Satirische Kunst und Familiengeschichte
Als Duo unter dem Namen Gao-Brüder bekannt, erlangten Gao Zhen und sein 64-jähriger Bruder Gao Qiang Anfang der 2000er Jahre Anerkennung für Kunstwerke, die sich mit chinesischen politischen Tabus auseinandersetzen. Ihre Arbeiten thematisierten die Kulturrevolution (1966–1976) und die Niederschlagung der prodemokratischen Demonstrationen 1989 in Peking. Zu den in dem Fall angeführten prominenten Skulpturen gehören 'Mao's Guilt' (Maos Schuld), eine Bronzearbeit, die Mao kniend in Buße zeigt, und 'Miss Mao', die den ehemaligen Führer mit Brüsten und einer Pinocchio-Nase darstellt. Ein weiteres Werk, 'The Execution of Christ' (Die Hinrichtung Christi), zeigt Bronzefiguren von Mao, die auf Jesus zielen. Die Kritik stand in direktem Zusammenhang mit ihrem persönlichen Hintergrund: Während der Kulturrevolution wurde ihr Vater als Klassenfeind von den Roten Garden inhaftiert und starb in Haft – ein Tod, den die Familie stets als nicht selbstverschuldet betrachtet hat.
- China erlässt das Gesetz zum Schutz von Helden und Märtyrern
- Gesetz mit strafrechtlichen Sanktionen für die Verunglimpfung von Märtyrern ergänzt
- Gao Zhen emigriert von China in die Vereinigten Staaten
- Polizei nimmt Gao während eines Familienbesuchs in seinem Pekinger Kunststudio fest
- Chinesische Staatsanwälte erheben formell Anklage gegen Gao
- Das Volksgericht der Stadt Sanhe führt einen eintägigen Geheimprozess durch
- Gericht verurteilt Gao zur Höchststrafe von drei Jahren Haft
- Voraussichtliches Ende von Gaos dreijähriger Haftstrafe
Geheimprozess und Ausreisesperren
Die chinesische Polizei nahm Gao im August 2024 fest, als dreißig Beamte während eines Familienbesuchs sein Atelier in Peking betraten. Die Staatsanwaltschaft erhob im Juni 2025 formell Anklage, was zu einem eintägigen Geheimprozess im März 2026 führte, bei dem seine Familie und westliche Diplomaten keinen Zutritt zum Gerichtssaal hatten. Nach seiner ersten Festnahme verhängten die chinesischen Behörden Ausreisesperren gegen Gaos Frau Zhao Yaliang und ihren siebenjährigen Sohn, der US-Staatsbürger ist, und hinderten sie daran, China zu verlassen. Zhao erfuhr das endgültige Urteil direkt durch Gaos Verteidiger.
Seit ich von dem Urteil erfahren habe, habe ich mich nicht davon erholen können... Es ist niederschmetternd.
Internationale Verurteilung und geplante Berufung
Rechtsanwälte, Menschenrechtsorganisationen und UN-Vertreter verurteilten die rückwirkende Strafverfolgung. Der UN-Hochkommissar für Menschenrechte Volker Türk forderte die chinesischen Behörden auf, Gao sofort und bedingungslos freizulassen. Amnesty International und Chinese Human Rights Defenders kritisierten die Strafe als Versuch, unabhängigen künstlerischen und historischen Ausdruck zu unterdrücken, während Gaos Familie bestätigte, dass sie Berufung gegen das Urteil einlegen werde.

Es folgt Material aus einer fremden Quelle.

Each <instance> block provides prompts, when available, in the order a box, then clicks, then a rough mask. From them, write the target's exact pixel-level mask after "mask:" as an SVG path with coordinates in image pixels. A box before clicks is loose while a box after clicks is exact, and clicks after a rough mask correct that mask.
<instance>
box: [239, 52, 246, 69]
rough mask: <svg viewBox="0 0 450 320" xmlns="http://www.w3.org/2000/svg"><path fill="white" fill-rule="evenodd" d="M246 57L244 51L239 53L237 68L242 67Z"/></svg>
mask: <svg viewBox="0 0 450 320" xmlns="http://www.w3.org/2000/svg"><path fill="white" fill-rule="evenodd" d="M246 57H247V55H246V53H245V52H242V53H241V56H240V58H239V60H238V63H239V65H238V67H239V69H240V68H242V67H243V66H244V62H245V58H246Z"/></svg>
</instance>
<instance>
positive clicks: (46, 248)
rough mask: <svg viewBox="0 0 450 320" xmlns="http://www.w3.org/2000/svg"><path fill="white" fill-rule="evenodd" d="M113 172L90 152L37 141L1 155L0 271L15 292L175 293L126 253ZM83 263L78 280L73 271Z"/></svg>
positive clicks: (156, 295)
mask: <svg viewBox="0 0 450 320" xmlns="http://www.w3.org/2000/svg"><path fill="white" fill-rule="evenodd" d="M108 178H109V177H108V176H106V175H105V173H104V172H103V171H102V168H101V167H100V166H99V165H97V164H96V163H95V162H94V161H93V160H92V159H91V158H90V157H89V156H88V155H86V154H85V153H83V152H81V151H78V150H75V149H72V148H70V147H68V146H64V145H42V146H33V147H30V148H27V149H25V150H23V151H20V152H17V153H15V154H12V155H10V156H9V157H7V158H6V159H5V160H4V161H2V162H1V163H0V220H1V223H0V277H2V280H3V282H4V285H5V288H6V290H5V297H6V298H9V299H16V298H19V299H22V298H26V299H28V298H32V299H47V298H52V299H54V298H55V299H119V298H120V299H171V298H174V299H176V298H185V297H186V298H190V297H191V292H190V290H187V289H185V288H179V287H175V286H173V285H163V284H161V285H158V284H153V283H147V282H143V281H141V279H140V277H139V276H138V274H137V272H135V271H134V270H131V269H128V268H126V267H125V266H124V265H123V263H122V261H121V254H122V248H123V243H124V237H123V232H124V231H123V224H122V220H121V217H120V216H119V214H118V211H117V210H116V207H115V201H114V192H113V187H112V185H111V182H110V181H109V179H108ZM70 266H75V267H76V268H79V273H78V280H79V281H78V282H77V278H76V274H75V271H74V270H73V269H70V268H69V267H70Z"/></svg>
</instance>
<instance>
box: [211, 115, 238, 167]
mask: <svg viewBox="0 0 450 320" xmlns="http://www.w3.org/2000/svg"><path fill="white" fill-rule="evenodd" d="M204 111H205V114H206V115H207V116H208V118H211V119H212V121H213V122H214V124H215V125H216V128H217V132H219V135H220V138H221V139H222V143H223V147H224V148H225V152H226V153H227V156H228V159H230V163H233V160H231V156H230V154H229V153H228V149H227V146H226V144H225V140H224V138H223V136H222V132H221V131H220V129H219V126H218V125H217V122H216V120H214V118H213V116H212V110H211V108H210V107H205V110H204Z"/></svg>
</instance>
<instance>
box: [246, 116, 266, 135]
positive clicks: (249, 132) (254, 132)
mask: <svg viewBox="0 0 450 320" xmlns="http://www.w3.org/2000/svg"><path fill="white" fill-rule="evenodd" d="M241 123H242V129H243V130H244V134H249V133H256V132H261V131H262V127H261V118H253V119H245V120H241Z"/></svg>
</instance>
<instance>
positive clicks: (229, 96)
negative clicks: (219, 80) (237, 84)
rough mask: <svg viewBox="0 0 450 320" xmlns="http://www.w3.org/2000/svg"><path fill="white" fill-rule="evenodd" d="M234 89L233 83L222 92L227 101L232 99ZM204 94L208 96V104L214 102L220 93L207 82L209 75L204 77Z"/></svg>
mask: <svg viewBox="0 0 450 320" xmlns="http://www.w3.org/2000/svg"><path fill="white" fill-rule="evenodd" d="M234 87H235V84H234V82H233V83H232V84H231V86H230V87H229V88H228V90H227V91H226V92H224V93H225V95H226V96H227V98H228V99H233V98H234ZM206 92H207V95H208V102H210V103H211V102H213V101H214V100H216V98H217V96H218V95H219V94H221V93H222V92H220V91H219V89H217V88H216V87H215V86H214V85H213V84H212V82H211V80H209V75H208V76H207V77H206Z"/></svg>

Kein Künstler sollte kriminell bestraft werden, weil er Werke schafft, die offizielle Narrative in Frage stellen oder zur kritischen Reflexion der Geschichte anregen.
Indem sie ein Gesetz rückwirkend anwenden und einen Geheimprozess führen, der sogar seine eigene Familie ausschließt, haben die chinesischen Behörden genau gezeigt, wie wenig rechtsstaatliche Verfahren sie zu gewähren bereit sind.